The internet has made it so easy to keep in touch with people these days and not only to keep in touch with them through the likes of e-mail and instant messenger but to actually see them too. A good idea is to buy a webcam and microphone which will enable you to have video and audio conversations with loved ones wherever you may be moving to. And, don’t forget there’s still the good ‘old fashioned telephone’.
As for the ‘familiar’, make it a point to do some research on the place you’re moving to. Familiarise yourself with your new community – its shops, community groups, leisure activities etc and make it a policy to see it as an opportunity for new experiences and the chance to make new friends. Try and make it a point of getting to meet a few new neighbours before actually moving, if possible. Remember, new friends doesn’t mean that you’re losing old friends. Depending on where you’re moving too, you can always invite people to stay with you and arrange to come back for occasional visits.
PossessionsAnother aspect that can affect you when you’re moving is the emotional attachment you’ve made to material possessions in your existing home.
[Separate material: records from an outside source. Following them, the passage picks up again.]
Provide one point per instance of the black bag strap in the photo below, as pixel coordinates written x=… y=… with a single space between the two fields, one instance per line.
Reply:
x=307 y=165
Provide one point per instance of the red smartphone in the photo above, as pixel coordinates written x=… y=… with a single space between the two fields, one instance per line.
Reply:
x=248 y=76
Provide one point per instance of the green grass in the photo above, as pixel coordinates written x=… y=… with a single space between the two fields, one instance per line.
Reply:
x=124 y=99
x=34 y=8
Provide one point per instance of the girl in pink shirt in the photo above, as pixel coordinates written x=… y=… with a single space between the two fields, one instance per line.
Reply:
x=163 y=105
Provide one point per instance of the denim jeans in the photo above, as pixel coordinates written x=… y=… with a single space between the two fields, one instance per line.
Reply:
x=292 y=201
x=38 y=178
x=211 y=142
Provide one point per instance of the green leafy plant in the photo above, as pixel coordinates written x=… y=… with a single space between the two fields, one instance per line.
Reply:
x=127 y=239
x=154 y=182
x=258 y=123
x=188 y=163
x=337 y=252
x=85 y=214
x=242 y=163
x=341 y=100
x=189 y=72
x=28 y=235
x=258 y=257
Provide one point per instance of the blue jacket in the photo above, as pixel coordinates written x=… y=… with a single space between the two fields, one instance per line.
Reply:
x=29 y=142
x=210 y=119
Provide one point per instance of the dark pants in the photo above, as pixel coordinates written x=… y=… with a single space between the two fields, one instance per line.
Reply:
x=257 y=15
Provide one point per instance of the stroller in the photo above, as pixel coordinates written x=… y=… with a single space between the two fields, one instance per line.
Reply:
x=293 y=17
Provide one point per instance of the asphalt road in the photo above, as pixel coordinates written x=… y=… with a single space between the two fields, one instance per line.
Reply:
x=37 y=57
The important thing here is to also view this as a chance for a good old clear out. Naturally, there will be many possessions which you’ll want to take with you but it’s also a good opportunity for a thorough de-cluttering exercise. In doing this, it will have added benefits as not only will you have less ‘junk’ to organise in your new home, de-cluttering also allows you to free your mind from emotional attachments which enables you to form new attachments in your new home.
PlanningThe best way of ensuring that you’ll be able to cope better with the emotions you’ll feel when moving home in retirement lies in effective planning. The examples above, alongside things like arranging any changes to pensions or things like medical arrangements in your new community will give you a greater sense of security and peace of mind. Plus, things like organising happy events such as a farewell party can often take the strain off the stresses which accompany any house move.
Life is constantly evolving whether we like it or not. And, whilst some people fear change, those who embrace it and view it as an opportunity for new experiences tend to reap the benefits more than those who resist it.
Therefore, by accepting the realisation that any house move, particularly in retirement, is going to mean change and that you’ll inevitably experience a wide range of emotions, both happy and sad, you’re far more likely to adapt more easily to the changes you are going to experience and to be able to go with the flow.